RETRO Innovations

ZoomFloppy Updates

by on Dec.09, 2010, under Hardware Design

ZoomFloppy PCB

ZoomFloppy PCB

PCBs for ZoomFloppy are finished and the first 2 are enroute to the US for manual assembly and testing.  Those following the blog for a while or having chatted with me at shows know the sequence for a new product:

  1. Initial prototyping
  2. Unit and system testing
  3. Schematic capture
  4. PCB CAD design
  5. PCB manufacturing
  6. Limited run hand assembly
  7. Final testing
  8. Automated Assembly

Key commitment points include step step 5 and step 8.  Before step 5, little expense is involved, and truly, many projects cease before that step.  Step #5 has become much more economical, so much so that initial production board runs approximate the cost for limited quantity prototype manufacturing.  Thus, I don’t often run a true prototype phase.  At worst, the design has an issue and I need to run another batch of boards, which costs no more than a prototype run + production PCB run.  At best, the first revision works fine, and the money saved can be used elsewhere.

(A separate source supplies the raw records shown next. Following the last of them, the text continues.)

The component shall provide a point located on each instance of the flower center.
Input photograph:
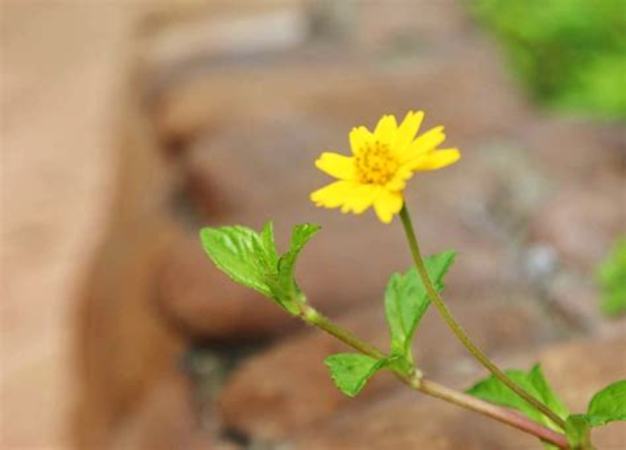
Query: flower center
(375, 164)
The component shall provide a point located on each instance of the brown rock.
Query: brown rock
(581, 222)
(412, 422)
(286, 389)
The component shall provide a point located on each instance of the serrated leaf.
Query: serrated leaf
(494, 391)
(350, 371)
(608, 405)
(546, 394)
(611, 276)
(300, 235)
(243, 254)
(577, 431)
(406, 300)
(251, 259)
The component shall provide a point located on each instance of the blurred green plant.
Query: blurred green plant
(611, 276)
(570, 54)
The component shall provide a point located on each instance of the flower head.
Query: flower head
(381, 164)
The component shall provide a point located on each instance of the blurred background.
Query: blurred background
(127, 126)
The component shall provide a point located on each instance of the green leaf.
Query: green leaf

Step #8 is a larger commitment.  Whereas a board run of 100 boards might cost a couple hundred dollars, parts acquisition alone for step #8 can easily cost 1 to 2 thousand, more if the design is a higher end product.  Thus, it makes sense to, in the absence of a prototype PCB phase, hand assemble a few production boards to check final placement, fit, and function.

One the design passes testing, it becomes a waiting game for final assembled boards to arrive for sales.  As in all things, there are 3 criteria: speed, quality, and price.  You can select 2 of the 3 for your project.  I select quality and price, so I typically wait a bit longer for assembly.  In perspective, some assembly houses can do 100 units in 5-10 days, while I typically figure 15-20 days.

Still, things should progress smoothly and quickly once the final testing is done.